The AIAX Initiative was conceived to improve the information content of data. Practically, this is done by addressing entity identification, structural meaning of financial data and related transaction mapping issues. In order to accomplish this, the AIAX Initiative uses an object-oriented structure that accommodates evolutionary information changes and machine learning tools to map relationships between companies, securities, reporting standards, and security transactions into base objects. These objects are then grouped into emerging classes based upon the similarity of their attributes utilizing nearest neighbor algorithms, with the resulting classes integrated into axiomatized information architectures that facilitate inverse deduction algorithms. This constantly evolving structure allows for the "reanalysis of data," a process whereby seed data is continually improved in its information content, in turn allowing for increasingly complex models to be accommodated. This general idea was envisioned by John Von Neumann at the outset of the modern computer age in his "Hierarchy of Models," meant to pursue the so-called "Infinite Forecast."
Since the mid-1990's, James Claus has worked to integrate complex and diverse information sources, utilizing algorithmic advances. Initially relying on simple data vendor "identifiers" and XML-based taxonomies, it soon became evident that such "top-down formats" could not accommodate the rapid changes in the structure of data that occurs in the financial markets. As a result of this observation, James began a shift to an object-oriented structure utilizing nearest neighbor machine learning algorithms. The 2007-2008 Financial Crisis demonstrated to the world the strength of this approach when it took months for all major market participants other than Goldman Sachs, which had utilized a strict object-oriented framework, to determine how entities were related to each other and years to finally settle all transactions. Inspired by the original structure of Goldman Sachs' SLANG/SecDB as envisioned by Fisher Black and more recent advances in information management pioneered in bioinformatics and climatology, the ULISSES Project launched the AIAX initiative to develop the next-generation object-handling tools using bottom-up data to address data mapping, integration, and reanalysis issues.
Rather than pursue a "single-best" top-down option, the AIAX Initiative utilizes the gradual changes in data over time to naturally adapt to market changes. The object-oriented nearest neighbor algorithms employed by the AIAX Initiative to create its class-based information architectures are built to rely on the diversity of the native data to determine emerging classes of objects and are not limited by the arbitrary information structures utilized by all major data vendors. While "bottom-up" data is necessary to determine emerging trends, it is the underlying informational structures utilized in finance such as accounting standards and taxonomies that provide a readily available top-down structure that is utilized via axiomatization to facilitate the merging of inverse deduction and nearest neighbor algorithms. This process in effect provides an overarching framework that infuses the data with much more information content over time as both the data changes and new data sources also become available.

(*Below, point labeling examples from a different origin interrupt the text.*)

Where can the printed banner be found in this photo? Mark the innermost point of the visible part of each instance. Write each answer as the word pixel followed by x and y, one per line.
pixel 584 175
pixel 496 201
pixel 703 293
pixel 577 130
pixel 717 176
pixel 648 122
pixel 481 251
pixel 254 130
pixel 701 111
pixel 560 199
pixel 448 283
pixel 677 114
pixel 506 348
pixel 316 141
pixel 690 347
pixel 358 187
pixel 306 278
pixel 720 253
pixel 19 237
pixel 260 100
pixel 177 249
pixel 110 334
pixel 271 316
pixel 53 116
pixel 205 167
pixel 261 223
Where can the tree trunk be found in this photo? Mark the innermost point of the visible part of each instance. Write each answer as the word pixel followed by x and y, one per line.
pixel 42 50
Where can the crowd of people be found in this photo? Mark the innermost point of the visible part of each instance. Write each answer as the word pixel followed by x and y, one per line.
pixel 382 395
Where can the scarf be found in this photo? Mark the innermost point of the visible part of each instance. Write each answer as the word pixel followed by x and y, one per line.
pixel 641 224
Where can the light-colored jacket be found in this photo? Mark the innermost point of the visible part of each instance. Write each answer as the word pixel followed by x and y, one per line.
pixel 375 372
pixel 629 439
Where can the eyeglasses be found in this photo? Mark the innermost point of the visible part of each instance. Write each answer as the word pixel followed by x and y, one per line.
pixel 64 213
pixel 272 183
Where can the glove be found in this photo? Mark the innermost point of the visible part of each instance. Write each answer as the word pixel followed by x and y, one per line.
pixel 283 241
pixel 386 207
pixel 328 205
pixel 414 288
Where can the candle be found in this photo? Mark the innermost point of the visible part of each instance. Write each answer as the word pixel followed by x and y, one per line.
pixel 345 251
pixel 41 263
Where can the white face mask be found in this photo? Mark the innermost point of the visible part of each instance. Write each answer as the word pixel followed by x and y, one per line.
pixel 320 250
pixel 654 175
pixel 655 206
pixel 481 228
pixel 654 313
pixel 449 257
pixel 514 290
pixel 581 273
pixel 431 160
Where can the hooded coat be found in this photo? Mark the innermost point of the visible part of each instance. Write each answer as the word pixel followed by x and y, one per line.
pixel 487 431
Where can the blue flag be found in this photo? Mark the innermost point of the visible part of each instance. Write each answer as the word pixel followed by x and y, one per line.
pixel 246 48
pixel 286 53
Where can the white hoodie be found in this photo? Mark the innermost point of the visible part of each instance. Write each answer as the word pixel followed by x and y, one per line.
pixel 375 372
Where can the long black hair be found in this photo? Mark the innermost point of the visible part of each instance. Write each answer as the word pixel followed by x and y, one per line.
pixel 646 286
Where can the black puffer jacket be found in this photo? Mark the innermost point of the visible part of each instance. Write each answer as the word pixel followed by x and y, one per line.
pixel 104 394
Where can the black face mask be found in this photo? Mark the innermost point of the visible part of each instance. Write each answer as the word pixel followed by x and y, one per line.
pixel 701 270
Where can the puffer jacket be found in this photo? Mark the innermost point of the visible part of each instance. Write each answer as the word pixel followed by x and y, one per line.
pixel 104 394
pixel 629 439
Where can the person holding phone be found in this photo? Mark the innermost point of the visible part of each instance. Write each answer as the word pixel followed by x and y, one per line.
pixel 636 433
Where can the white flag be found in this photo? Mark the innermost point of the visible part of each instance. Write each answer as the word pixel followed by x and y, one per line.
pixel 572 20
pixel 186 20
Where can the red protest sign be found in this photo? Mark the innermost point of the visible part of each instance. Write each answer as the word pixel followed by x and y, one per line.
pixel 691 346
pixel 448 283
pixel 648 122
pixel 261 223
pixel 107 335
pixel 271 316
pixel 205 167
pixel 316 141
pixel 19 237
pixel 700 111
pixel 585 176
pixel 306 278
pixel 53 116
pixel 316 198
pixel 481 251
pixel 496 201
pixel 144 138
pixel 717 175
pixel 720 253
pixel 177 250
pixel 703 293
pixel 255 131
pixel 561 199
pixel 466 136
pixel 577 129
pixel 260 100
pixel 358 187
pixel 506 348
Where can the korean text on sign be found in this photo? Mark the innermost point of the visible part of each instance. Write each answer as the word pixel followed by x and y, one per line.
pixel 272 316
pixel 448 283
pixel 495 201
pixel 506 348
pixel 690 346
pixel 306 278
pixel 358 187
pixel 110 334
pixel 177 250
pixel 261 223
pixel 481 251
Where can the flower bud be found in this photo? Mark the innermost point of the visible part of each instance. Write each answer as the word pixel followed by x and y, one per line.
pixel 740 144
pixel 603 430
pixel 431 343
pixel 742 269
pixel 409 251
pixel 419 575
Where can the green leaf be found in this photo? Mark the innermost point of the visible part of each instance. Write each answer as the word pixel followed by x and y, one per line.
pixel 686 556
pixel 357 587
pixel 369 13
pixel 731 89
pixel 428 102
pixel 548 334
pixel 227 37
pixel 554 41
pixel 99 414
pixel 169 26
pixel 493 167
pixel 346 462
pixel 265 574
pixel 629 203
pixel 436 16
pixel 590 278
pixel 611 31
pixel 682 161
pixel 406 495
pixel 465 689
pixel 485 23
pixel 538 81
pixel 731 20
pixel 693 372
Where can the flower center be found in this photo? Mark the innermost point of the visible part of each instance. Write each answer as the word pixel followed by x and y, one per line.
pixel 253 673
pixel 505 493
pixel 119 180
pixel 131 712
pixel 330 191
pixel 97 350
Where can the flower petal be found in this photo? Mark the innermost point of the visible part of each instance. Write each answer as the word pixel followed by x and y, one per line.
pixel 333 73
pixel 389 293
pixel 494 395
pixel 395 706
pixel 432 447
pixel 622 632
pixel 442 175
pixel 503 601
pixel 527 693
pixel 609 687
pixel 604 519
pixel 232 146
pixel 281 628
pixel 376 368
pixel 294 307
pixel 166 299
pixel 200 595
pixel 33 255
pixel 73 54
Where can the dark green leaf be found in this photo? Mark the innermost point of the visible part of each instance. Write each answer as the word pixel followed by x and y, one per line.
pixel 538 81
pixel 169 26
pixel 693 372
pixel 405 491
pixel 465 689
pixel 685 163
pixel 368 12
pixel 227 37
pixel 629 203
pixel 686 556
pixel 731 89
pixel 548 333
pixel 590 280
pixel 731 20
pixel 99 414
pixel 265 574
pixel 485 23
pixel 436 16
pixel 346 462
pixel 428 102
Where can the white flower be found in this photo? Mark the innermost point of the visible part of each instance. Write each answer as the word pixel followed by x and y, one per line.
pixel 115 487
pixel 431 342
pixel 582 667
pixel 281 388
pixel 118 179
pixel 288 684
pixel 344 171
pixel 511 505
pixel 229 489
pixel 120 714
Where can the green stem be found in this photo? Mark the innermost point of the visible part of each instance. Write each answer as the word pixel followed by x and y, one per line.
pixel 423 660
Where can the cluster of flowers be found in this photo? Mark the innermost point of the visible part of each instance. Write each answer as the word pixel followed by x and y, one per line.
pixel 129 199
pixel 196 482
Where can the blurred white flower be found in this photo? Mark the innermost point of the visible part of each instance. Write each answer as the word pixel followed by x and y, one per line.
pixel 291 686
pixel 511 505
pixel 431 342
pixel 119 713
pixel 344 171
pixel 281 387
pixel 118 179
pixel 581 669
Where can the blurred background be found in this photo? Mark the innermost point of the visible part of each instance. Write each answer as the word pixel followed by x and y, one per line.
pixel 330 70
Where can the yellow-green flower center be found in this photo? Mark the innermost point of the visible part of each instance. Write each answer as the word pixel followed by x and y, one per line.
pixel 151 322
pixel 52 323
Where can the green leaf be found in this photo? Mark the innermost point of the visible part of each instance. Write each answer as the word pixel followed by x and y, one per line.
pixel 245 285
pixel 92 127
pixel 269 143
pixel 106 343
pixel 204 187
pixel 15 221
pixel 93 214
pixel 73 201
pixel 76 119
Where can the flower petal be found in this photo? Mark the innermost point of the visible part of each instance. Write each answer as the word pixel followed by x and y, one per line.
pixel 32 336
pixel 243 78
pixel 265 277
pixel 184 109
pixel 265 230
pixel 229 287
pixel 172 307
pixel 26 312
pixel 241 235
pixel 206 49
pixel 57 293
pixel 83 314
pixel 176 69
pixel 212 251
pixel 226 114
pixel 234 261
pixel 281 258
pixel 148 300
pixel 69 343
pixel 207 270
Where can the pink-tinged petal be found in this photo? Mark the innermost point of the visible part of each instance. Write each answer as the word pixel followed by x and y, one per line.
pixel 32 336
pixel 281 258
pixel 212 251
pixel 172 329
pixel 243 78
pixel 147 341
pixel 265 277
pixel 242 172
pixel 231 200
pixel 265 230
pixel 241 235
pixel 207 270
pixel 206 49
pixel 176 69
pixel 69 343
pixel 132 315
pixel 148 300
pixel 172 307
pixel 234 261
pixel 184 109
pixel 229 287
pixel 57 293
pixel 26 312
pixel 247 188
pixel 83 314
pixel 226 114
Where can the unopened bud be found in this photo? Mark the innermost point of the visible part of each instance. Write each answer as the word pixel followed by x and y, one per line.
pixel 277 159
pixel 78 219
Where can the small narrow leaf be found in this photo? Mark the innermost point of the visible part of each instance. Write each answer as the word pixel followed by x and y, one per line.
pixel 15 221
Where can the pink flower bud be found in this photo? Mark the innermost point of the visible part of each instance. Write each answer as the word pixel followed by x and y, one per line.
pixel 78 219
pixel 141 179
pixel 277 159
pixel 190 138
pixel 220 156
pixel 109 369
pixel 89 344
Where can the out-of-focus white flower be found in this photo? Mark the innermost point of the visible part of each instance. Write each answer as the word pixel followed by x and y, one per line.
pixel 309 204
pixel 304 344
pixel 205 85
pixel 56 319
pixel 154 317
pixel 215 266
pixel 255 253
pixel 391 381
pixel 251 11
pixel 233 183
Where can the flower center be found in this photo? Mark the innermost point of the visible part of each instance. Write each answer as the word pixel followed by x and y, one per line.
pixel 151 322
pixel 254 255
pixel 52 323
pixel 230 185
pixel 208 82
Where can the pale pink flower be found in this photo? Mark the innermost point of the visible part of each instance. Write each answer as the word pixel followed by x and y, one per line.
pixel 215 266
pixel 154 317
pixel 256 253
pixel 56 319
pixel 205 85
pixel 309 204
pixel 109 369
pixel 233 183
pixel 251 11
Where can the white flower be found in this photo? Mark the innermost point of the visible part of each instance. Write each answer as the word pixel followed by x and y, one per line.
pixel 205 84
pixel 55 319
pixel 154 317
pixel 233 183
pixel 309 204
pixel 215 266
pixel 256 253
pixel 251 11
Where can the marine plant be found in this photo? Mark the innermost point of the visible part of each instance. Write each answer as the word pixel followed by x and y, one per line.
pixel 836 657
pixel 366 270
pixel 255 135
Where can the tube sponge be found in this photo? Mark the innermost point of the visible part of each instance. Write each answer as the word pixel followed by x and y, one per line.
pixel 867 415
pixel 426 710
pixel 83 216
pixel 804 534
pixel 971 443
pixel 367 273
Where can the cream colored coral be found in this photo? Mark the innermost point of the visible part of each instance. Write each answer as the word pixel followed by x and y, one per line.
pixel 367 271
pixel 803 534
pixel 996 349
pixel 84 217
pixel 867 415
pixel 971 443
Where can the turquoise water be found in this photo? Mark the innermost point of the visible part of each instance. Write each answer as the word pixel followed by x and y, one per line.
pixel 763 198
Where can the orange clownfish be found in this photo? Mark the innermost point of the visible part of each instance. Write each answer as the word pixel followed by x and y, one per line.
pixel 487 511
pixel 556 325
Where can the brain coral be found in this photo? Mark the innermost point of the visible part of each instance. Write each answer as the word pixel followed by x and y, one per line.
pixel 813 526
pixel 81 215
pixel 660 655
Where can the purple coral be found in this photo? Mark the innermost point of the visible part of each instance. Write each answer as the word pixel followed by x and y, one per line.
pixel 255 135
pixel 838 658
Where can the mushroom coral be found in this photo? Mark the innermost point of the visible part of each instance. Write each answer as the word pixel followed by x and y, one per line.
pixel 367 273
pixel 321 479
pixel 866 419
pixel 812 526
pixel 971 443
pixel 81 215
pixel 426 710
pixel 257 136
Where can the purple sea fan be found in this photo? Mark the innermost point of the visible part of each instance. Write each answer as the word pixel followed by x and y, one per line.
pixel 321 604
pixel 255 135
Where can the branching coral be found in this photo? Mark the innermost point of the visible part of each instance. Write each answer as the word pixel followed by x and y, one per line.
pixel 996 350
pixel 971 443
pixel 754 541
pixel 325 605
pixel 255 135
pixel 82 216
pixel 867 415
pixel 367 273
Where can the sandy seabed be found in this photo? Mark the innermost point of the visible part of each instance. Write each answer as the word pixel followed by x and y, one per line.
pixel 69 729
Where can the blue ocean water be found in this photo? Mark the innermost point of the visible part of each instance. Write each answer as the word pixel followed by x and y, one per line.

Guided by the same concepts that inspired the SLANG/SecDB framework, the AIAX Initiative utilizes a strict object-oriented language and a common object handling and storage framework. This integrated architecture, allows machine learning algorithms to "communicate" because the algorithms are coded in a similar object-oriented language and all rely on a common object storage and handling framework. This class-based information architecture that is in turn integrated into axiomatized financial frameworks allows the information content of the aggregate data to be continuously improved via a "reanalysis framework." While reanalysis techniques are well-known outside the world of finance, they are radically different than the approaches traditionally employed in finance where users look to the "single best solution" from data vendors. In contrast to single best solutions, reanalysis integrates numerous data sources that contain "orthogonal" or unique information. In tests, the ULISSES Project has repeatedly demonstrated that even in areas as simple as historical financial statement information, a properly specified reanalysis framework with several merely good sources produces a solution superior to any single best solution.